Today's tidbit comes thanks to Walt Brueggemann. I think he's a good writer -- and one with a lot to say (and most of which I agree with). I hope he stays healthy and productive for a long time.
In the current issue of Theology Today (a fine journal -- even if not of the quality of Pro Ecclesia), he writes a most timely article, "Prophetic Ministry in the National Security State." It's good reading (his styling is wonderful to read; it must have been honey to hear at the 2007 Festival of Homiletics). But I pick up on one little point.
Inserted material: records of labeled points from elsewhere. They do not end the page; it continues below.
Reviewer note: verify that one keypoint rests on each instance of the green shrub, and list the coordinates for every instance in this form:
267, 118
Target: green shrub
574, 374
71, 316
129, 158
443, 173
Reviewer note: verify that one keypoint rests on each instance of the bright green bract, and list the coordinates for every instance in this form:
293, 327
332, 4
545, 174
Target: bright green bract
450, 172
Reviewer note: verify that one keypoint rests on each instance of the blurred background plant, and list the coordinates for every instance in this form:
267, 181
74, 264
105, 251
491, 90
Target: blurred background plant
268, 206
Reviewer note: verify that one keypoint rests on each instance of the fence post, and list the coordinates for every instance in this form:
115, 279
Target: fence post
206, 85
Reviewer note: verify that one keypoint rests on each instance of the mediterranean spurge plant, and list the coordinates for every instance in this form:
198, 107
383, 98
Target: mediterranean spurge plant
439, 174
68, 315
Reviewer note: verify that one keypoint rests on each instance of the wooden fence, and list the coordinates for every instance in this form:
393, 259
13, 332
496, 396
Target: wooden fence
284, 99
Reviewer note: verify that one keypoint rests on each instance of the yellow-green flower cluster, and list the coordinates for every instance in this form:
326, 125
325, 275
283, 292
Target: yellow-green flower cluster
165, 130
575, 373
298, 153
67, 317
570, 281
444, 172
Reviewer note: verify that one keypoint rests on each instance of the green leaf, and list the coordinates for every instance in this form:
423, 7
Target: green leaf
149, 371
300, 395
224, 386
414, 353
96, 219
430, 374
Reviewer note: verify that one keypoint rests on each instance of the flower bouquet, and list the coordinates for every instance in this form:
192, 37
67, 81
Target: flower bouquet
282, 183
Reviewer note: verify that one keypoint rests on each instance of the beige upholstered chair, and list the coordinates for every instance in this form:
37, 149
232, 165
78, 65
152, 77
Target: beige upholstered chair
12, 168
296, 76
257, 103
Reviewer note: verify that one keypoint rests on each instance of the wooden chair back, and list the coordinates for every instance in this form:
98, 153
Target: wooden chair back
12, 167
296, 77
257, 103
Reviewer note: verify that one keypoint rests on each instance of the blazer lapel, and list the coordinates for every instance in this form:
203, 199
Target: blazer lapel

He cites to Abraham Heschel (who will be in heaven -- that's all there's to that), who has written (in Who Is Man?) that "the loss of embarrassment is the quintessential loss of human capability" (Brueggemann's characterization of Heschel's point). In context, Brueggemann is exegeting Jeremiah 6, where Jeremiah castigates his society which has so perverted language that they hide the effects of their greed behind the claim that "all is well" -- i.e., "shalom." Bruggemann shows that Jeremiah says, as his great indictment -- a kind of coup de grace --, that the society has so deteriorated that "They do not know how to blush." Then he (Brueggemann, not Jeremiah) cites to Heschel.
That observation is ripe with connections for me. I remember that what brought Joe McCarthy down was the attorney's rhetorical question of him, "Have you no shame." And I wonder is this: Does this relate to the Genesis narrative? When the man and woman in the Garden, in Genesis, cover themselves with leaves, they explain to God that they knew they were naked and were ashamed. Does the Genesis author signal that, as depraved as the human condition was as a result of the Fall, the durability of the imago dei remained intact -- so that the ability of humanity to feel shame, embarrassment, acknowledgment of its/their less-than-should-be held out hope for humans?
With all the Bible's talk of pride, arrogance, self-importance -- the very opposites of embarrassment or shame -- are we called to shame, to embarrassment at our sin?
I know that linguists among us will want to make fine and broad distinctions between embarrassment and shame. But do they not root in the same emotional state? So can we not take them together.
Robert Jenson taught me that a quality of being alive is the ability to surprise. Here we have another fundamental human capability -- the ability to feel the need to hide one's face.